Here is what I would do but check my thinking.
26.70 moles = 26.70 x 18.015 g H2O/mol = 59.269 g H2O (I know that's too many significant figures but I keep them in my calculator and round at the end).
So the SOLUTION has a mass of 59.269 g + 1000 g = 1059.269 g. Thus, 1000 g of that solution contains how many g H2O?
59.269 g H2O x (1000/1059.269) = 55.953 g H2O which is 3.105 moles in the 1000 g SOLUTION. We want 26.7 moles.
1000 g x (26.70 moles/3.105 moles) = 8599.03 g solution.
Now we must determine how much of that 8599.03 g is solute and how much solvent. That should do it.
I like to take this solution backwards now and see if it is 3.29 m. SOOO,
26.70 moles H2O x (18.015 g/mol) = 481 g H2O. Total solution is 8599.03 and -481 = 8118.03 g acetone + 481 g H2O
Therefore, m = moles/kg solvent = 26.70/8.118.03 = 3.289 which I would round to 3.29. Again, check my thinking.

• Molarity/molality - ,

This makes more sense, but your first step is a little confusing. when I do 26.70 x 18.015 g H2O/mol I get 481.005

but when I do:
3.29 m x 18.015 g H2O/mol then I get your ans: 50.269 g H20

• Molarity/molality - ,

It bothered me that the answer by Bob Pursley didn't agree better with my answer. The reason is that the calculation I did of
1000g x (26.70/3.1059) = 8596.54 but I typed in 3.105 which is the difference.

• Molarity/molality - ,

I just dropped the last 5.

• Molarity/molality - ,

And I'm a little unsure as to why after you find the mass of the solution 1059.269 you find how many g of H20 are in 1000 g of that soln.
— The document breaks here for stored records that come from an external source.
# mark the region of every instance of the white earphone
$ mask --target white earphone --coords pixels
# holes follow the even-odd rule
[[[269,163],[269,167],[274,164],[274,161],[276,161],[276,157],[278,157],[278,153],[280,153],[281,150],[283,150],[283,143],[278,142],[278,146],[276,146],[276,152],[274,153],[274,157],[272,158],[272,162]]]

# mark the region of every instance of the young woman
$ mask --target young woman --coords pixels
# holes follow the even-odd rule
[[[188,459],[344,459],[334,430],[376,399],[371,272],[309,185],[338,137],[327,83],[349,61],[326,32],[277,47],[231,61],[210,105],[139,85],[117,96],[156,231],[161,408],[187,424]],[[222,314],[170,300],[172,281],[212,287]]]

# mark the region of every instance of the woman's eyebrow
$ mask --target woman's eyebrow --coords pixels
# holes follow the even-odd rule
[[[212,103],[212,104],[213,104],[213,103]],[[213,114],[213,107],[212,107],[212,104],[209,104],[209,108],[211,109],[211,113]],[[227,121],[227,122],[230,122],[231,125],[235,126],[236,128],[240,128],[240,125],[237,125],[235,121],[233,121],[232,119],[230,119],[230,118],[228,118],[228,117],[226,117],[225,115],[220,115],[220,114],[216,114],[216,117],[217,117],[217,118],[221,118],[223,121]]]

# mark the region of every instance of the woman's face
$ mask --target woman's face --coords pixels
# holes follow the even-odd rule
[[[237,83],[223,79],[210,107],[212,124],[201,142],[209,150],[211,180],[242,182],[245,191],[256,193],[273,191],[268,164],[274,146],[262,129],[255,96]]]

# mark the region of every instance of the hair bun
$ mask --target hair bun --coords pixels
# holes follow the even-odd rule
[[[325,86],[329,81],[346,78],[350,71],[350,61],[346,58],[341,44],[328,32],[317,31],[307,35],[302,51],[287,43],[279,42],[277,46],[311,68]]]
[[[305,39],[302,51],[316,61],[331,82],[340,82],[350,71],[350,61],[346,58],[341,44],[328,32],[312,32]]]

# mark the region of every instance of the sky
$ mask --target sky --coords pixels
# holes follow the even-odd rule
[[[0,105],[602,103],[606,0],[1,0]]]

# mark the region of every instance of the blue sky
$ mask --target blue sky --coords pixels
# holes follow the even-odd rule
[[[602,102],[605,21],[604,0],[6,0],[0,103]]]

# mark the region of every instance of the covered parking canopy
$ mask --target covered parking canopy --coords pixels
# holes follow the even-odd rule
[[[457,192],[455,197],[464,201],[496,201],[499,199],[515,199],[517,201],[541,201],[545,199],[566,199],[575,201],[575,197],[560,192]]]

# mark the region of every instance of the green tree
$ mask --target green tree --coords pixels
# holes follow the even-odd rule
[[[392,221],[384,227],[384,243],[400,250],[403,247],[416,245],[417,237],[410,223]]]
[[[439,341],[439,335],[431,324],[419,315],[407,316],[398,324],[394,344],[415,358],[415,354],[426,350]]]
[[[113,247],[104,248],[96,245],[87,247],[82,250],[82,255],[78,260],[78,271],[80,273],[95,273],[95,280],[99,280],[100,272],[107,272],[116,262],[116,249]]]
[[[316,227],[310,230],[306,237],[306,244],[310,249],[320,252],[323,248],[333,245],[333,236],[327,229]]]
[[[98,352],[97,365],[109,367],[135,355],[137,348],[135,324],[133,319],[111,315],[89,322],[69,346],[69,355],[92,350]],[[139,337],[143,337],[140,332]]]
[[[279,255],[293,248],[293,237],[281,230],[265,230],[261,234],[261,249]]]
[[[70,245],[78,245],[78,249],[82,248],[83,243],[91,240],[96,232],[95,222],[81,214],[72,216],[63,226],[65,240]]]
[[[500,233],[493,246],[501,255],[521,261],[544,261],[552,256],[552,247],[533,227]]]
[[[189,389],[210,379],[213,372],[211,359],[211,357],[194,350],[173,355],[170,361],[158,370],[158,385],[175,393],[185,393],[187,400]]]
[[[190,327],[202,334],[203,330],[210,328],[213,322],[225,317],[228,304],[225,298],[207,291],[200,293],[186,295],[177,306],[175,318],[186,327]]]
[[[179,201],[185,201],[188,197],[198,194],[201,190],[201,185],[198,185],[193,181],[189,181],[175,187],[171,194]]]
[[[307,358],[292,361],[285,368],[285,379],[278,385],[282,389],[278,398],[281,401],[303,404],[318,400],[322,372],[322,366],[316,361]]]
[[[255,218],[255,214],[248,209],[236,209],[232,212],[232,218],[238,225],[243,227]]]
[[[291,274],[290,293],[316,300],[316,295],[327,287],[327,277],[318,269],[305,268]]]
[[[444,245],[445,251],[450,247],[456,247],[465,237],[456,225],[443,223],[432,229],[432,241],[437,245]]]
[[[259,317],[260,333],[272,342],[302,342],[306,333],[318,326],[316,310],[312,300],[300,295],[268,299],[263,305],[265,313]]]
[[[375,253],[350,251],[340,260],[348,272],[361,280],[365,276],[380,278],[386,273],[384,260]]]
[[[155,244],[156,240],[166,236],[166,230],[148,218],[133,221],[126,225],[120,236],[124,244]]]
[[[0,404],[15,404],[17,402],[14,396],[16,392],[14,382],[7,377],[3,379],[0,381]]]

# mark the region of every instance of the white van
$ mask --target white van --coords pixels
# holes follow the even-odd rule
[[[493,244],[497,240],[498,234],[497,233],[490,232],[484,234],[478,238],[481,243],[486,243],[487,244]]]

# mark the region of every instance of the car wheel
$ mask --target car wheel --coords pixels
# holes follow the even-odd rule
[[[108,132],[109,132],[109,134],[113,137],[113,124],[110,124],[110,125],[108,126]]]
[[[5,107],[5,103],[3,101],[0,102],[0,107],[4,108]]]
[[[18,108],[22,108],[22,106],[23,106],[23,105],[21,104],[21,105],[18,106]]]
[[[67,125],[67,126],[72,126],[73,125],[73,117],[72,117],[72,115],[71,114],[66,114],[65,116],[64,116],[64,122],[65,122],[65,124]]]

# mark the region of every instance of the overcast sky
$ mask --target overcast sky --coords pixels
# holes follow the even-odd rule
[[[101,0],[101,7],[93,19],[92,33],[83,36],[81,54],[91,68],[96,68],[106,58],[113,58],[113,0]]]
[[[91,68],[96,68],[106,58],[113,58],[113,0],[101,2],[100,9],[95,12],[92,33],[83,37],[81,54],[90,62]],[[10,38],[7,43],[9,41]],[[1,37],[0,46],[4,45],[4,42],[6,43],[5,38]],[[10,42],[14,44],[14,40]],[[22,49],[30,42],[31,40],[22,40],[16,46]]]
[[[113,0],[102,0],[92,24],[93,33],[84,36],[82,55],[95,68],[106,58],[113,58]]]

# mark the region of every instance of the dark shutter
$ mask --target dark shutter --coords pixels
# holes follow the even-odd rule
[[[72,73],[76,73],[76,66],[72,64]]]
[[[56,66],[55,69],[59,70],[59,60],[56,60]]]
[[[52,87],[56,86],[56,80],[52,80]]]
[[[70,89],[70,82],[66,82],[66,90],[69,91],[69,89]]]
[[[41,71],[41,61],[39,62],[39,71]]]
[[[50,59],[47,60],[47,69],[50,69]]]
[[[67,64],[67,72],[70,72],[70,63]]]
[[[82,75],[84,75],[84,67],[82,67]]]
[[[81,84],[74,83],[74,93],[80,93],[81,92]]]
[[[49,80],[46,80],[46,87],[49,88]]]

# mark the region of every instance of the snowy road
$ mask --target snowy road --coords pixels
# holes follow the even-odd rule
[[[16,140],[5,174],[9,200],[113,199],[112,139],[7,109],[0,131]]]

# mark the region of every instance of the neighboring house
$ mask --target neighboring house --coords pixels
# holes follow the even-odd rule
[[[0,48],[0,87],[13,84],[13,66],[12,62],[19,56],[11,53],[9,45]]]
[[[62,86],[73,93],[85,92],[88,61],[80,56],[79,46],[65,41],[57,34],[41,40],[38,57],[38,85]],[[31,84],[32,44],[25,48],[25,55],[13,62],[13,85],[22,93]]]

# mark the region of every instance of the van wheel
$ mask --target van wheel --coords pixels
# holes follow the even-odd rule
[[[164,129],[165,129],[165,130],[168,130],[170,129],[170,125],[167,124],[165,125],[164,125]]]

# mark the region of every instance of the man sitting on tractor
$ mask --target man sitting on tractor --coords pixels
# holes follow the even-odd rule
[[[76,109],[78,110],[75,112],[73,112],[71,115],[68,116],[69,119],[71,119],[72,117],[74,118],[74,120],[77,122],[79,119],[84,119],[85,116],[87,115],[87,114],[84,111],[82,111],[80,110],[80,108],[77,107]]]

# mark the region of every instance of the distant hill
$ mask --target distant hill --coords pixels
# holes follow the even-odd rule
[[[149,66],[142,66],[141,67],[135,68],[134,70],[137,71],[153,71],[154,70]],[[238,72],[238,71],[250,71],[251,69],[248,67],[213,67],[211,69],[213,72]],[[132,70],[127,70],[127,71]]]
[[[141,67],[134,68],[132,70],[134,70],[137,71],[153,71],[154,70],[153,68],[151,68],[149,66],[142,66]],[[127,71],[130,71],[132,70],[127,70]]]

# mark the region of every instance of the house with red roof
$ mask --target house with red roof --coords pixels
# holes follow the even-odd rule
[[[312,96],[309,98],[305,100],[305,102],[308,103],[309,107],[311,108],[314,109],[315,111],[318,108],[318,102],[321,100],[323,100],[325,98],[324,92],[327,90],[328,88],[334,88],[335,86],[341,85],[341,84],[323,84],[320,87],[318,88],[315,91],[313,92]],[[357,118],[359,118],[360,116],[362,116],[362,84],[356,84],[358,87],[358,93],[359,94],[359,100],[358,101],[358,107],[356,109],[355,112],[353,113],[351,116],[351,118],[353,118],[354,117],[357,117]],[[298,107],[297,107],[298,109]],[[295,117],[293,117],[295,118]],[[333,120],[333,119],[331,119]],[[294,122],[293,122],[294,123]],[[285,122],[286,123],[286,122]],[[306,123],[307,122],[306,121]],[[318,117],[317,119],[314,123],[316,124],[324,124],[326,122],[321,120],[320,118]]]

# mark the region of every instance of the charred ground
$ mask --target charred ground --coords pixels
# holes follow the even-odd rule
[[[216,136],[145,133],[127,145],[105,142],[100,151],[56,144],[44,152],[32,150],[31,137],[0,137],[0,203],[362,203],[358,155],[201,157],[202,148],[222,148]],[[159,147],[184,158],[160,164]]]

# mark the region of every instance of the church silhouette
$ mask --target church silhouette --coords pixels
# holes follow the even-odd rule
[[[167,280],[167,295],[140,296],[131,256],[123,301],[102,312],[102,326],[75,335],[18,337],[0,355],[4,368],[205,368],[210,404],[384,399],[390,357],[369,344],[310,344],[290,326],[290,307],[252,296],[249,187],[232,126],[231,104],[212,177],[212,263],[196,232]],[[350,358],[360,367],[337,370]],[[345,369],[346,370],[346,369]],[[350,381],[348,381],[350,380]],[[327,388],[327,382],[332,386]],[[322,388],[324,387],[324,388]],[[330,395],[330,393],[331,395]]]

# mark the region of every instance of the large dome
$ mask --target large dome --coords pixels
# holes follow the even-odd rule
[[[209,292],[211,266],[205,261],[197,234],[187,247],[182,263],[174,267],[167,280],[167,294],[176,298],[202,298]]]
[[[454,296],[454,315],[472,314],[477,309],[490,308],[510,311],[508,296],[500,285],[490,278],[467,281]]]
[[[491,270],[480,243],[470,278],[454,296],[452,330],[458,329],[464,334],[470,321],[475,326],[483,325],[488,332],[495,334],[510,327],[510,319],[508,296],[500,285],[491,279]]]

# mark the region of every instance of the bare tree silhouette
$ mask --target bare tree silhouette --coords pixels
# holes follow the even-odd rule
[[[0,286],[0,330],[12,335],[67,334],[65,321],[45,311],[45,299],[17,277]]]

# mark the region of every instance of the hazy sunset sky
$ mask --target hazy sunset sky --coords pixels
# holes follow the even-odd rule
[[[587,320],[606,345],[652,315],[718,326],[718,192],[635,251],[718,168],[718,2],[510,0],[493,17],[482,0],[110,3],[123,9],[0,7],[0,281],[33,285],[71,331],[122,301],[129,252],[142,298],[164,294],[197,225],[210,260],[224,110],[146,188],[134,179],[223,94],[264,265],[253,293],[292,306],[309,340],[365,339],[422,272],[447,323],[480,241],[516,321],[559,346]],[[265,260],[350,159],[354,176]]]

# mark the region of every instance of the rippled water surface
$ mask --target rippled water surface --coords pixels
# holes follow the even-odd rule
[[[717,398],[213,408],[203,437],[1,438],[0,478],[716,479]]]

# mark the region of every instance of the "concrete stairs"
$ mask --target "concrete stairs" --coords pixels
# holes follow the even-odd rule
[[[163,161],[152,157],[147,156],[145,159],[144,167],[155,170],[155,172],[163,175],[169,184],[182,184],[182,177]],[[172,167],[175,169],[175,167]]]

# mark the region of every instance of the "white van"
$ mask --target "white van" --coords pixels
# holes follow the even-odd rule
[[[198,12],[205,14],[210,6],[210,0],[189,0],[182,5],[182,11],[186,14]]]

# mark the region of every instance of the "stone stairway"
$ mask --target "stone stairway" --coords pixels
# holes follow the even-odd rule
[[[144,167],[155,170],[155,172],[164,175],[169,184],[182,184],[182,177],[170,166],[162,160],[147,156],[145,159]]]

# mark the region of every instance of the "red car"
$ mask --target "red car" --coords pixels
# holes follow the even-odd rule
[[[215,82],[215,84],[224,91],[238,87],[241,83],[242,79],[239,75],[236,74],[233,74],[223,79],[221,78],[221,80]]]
Why can't we just use the 1058.269 g? Was it to get the perfect 1000g (1kg) or was that unnecessary?

• Molarity/molality - ,

In regards to your latest post, I meant the very first step, not the step you did to check the answer. I'm assuming the first line is a typo?

• Molarity/molality - ,

I'm not sure of the question but if I interpret it correctly, you would simply subtract 1059.269-59.269 to get 1000 g H2O but we know that. What the problem asks us to do is to take 1000 g of the SOLUTION which will actually contain 55.953 g H2O (not 59.269g) and the difference (944.047 g)acetone solvent (not 1000 g).

• Molarity/molality - ,

Ohhhhh
That makes so much more sense. I didn't fully understand what the problem was asking.

Thank you so very much =)

• Molarity/molality - ,

I did make a typo in this last answer and I've corrected it below.
I'm not sure of the question but if I interpret it correctly, you would simply subtract 1059.269-59.269 to get 1000 g H2O(Should have said 1000 g acetone) but we know that. What the problem asks us to do is to take 1000 g of the SOLUTION which will actually contain 55.953 g H2O (not 59.269g) and the difference (944.047 g)acetone solvent (not 1000 g).